Prep your cups. Set out 8–10 small jars, ramekins, or a muffin tin lined with silicone or paper liners.
Clear space in the fridge for chilling.
Make the crust. In a bowl, mix the crushed crackers, melted coconut oil or butter, sweetener, and a pinch of salt until it resembles damp sand. Press 1–2 tablespoons into the bottom of each cup. Use the back of a spoon to compact.
Set aside.
Soften the cream cheese. In a mixing bowl, beat the light cream cheese with a hand mixer until smooth and fluffy. This prevents lumps later.
Add yogurt and flavor. Beat in the Greek yogurt, vanilla, lemon juice, and salt until silky. Taste and adjust lemon or vanilla as needed.
Fold in protein and sweetener. Sprinkle in the protein powder and your sweetener.

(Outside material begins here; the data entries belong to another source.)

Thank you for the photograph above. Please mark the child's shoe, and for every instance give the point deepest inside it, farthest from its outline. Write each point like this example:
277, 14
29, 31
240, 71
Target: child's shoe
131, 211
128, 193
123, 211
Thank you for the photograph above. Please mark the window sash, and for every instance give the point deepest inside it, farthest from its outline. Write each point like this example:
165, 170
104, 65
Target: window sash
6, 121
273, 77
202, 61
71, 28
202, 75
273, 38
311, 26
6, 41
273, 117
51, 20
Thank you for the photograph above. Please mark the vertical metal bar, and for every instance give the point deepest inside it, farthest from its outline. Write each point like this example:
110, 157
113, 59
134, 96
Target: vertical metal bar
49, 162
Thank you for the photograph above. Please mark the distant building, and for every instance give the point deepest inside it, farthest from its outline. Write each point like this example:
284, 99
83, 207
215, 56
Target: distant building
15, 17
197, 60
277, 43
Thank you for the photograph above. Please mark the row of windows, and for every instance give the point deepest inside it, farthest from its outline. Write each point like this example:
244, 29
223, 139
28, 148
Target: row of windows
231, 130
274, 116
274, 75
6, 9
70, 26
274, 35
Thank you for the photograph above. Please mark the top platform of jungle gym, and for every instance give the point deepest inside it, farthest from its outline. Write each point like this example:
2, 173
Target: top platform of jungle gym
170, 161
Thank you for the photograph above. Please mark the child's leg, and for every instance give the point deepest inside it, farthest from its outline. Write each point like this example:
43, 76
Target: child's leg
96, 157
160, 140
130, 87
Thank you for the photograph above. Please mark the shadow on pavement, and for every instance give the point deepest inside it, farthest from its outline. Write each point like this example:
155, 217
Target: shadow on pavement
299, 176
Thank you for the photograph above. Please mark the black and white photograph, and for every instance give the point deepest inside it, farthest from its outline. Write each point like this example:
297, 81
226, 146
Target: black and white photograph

Mix on low at first to avoid clumps, then increase speed until fully smooth. If it looks too thick, add 1–2 tablespoons milk or water. If too thin, add 1–2 teaspoons more protein powder.
Assemble the cups. Spoon or pipe the cheesecake filling over the crusts, dividing evenly.
Smooth the tops with the back of a spoon.
Chill to set. Cover and refrigerate for at least 2 hours, preferably 4. The protein and dairy firm up as they chill, creating that classic cheesecake texture.
Add toppings. Just before serving, top with berries, compote, chocolate shavings, or nuts for crunch and color.
Serve and enjoy. These are best cool but not ice-cold. Let them sit at room temperature for 5–10 minutes for the creamiest bite.